Dünyada evrensel bir işaret dili yoktur. Dünya’da bilinen 100 civarında işaret dili vardır.
Dünya’da ve ülkemizde pek çok sağır birey kendi işaret dillerini bilmiyor. Ev içinde geliştirilen ev işaret dilini kullanıyor. Ülkemizde ayrı ayrı yöresel şivelerin bulunduğu gibi işaret dilinde de yöresel işaretler bulunmaktadır. Mesela Ankara İşaret Dili ile İstanbul işaret Dili aynı değildir.İşaret dili konuşma dillerinden türetilmiştir.
İşaret dili, işitme engellilerin kendi aralarında iletişim kurarken, el hareketlerini ve yüz mimiklerini kullanarak oluşturdukları görsel bir dildir.
Günümüzde Türkiye ve Kuzey Kıbrıs Türk Cumhuriyeti’nde kullanılan İşaret Dili ise kökeni 16. ve 17. yüzyıllarda Osmanlı Devleti’ne uzanan Türk İşaret Dili, kısaca TİD.
Tarihi oldukça eskiye dayanan TİD’nin Osmanlı mahkemelerinde bu dilin kullanıldığına dair bilgiler vardır.
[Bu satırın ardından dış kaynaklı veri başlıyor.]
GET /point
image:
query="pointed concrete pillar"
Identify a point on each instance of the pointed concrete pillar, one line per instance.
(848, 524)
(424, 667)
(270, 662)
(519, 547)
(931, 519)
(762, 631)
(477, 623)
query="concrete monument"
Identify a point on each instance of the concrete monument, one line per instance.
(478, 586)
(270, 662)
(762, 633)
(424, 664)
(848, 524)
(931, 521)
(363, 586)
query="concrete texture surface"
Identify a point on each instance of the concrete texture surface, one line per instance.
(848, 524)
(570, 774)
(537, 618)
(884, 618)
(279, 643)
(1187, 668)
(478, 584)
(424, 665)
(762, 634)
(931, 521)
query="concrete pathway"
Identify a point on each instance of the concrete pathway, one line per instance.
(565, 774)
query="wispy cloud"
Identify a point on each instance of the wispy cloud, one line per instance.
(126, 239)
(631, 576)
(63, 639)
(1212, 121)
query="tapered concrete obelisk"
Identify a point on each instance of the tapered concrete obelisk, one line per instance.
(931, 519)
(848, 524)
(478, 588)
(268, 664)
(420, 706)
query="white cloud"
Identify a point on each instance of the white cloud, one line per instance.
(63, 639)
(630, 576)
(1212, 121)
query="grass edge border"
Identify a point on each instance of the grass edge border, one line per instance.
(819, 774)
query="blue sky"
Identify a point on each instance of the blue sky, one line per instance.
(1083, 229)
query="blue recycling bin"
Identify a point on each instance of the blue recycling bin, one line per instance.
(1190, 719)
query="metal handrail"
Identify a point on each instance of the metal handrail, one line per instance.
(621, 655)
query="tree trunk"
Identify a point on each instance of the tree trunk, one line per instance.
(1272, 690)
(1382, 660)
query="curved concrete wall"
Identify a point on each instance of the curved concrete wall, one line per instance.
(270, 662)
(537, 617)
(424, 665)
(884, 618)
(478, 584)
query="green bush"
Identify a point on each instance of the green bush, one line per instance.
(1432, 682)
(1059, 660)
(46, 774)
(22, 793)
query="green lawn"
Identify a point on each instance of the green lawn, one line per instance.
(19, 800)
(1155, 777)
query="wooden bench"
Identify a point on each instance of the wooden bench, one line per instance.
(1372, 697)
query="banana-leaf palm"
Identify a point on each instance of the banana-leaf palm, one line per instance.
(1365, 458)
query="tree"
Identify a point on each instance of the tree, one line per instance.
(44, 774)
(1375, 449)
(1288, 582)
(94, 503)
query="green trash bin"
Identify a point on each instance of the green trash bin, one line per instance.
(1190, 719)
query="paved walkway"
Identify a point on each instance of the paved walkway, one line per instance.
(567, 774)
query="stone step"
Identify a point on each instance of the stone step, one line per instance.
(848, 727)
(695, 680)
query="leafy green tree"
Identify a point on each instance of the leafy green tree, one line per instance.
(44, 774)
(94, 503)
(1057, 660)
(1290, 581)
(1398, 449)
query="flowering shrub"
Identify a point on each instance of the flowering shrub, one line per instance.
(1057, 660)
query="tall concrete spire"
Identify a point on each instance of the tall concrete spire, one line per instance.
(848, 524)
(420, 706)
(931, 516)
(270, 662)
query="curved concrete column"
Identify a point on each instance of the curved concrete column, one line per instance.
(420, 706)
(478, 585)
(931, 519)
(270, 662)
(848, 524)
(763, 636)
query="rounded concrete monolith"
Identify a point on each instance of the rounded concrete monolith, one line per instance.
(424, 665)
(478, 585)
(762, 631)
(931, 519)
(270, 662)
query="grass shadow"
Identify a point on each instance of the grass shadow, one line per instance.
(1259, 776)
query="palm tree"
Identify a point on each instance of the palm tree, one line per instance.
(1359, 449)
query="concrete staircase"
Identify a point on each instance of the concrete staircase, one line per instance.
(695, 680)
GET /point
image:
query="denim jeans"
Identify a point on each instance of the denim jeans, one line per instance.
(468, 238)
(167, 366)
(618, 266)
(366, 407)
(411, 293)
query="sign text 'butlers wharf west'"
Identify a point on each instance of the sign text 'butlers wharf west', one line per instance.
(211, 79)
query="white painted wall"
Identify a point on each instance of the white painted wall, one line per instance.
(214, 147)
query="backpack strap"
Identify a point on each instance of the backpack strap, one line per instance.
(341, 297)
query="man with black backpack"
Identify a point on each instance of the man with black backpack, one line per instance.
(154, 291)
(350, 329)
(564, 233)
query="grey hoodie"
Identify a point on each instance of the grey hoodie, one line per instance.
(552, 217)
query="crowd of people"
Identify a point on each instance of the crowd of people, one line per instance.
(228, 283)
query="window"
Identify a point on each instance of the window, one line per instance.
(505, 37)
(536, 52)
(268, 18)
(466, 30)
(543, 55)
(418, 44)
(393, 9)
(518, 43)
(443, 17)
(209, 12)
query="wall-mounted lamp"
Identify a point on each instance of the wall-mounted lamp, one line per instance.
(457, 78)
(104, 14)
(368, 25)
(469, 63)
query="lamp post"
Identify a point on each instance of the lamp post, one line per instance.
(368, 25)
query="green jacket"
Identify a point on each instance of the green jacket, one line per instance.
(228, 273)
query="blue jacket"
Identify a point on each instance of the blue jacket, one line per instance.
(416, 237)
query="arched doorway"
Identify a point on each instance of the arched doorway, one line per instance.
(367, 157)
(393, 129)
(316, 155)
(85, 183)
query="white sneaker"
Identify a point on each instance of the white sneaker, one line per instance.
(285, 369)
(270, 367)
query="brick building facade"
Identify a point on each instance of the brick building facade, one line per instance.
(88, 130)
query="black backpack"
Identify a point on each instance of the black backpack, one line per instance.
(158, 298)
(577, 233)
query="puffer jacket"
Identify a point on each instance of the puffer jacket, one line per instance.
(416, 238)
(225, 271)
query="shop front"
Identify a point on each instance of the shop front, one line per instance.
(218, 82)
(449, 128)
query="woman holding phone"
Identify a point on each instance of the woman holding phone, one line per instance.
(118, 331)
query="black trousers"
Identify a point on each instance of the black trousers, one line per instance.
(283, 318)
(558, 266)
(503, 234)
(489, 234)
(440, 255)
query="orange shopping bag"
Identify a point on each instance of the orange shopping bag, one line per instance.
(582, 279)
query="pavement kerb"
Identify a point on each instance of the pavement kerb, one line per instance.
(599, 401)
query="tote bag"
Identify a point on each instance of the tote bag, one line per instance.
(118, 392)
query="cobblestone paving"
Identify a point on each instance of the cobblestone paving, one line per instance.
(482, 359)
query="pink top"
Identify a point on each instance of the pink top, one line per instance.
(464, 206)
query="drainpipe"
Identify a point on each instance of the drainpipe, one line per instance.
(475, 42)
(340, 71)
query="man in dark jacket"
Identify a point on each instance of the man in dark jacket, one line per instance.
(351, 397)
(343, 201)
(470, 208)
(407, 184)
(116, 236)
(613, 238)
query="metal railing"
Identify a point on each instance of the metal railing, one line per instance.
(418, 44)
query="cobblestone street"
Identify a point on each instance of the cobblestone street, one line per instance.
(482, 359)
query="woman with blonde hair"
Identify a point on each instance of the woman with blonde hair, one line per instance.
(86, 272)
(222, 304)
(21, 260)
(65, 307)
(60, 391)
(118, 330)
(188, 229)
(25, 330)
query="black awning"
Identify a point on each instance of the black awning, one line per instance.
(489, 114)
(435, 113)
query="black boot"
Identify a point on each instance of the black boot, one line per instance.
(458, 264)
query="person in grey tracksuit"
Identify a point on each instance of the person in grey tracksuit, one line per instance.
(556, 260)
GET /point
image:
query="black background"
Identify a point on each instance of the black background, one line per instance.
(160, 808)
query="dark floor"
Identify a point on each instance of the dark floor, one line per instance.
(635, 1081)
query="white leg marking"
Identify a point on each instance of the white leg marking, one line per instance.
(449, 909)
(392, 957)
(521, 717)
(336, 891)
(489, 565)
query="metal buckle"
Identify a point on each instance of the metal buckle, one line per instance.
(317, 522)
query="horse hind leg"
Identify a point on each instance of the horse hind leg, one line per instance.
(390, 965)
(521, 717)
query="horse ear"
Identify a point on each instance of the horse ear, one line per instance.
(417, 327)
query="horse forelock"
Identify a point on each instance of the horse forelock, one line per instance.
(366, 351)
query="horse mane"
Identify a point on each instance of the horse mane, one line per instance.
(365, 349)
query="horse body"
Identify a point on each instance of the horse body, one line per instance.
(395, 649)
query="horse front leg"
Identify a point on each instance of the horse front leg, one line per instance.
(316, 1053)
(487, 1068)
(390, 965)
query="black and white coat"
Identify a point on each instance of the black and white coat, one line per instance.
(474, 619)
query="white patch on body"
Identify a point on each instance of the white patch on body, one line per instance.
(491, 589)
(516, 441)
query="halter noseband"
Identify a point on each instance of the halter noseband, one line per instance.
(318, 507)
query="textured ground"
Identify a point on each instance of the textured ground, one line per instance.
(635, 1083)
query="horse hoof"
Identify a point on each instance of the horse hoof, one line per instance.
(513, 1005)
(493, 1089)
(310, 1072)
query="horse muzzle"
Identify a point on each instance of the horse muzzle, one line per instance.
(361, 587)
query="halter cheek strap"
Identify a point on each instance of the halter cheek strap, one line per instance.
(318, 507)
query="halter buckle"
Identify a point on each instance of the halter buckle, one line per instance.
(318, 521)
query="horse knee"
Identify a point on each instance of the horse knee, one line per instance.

İlk işitme engelliler okulu yine Osmanlı döneminde II. Abdülhamit tarafından 1902′de kurulan Yıldız Sağırlar Okulu’dur ve günümüz TİD’nin temelinin burada atıldığı tahmin edilmektedir.
İşaret dilinin ana özellikleri;
İşaret dilleri de sözlü diller gibi gramer yapısına sahiptir. Sanılanın aksine sözlü dillerden daha basit bir yapıda değildir.
Her işaret dilinin kendine özgü gramer kuralları vardır. Her kavram için kullanılan işaretler kullanıcılar arasında ortaktır.
Her ülkenin kendi işaret dili vardır.
Sözel diller ve işaret dilleri birbirlerinden etkilense de farklı yapı ve kullanım içerirler.
Diğer dillerde olduğu gibi işaret dilinin de kullanımının erken yaşta öğrenilmesi gerekmektedir.
Ülkemizde son yıllarda yapılan çalışmalarla işitme engellilerin kullanacağı herkes tarafından anlaşılabilecek ortak işaret dili kitabı oluşturulmuştur ve Milli Eğitim Bakanlığı ve Aile ve Sosyal Politikalar Bakanlığı tarafından dağıtılmıştır.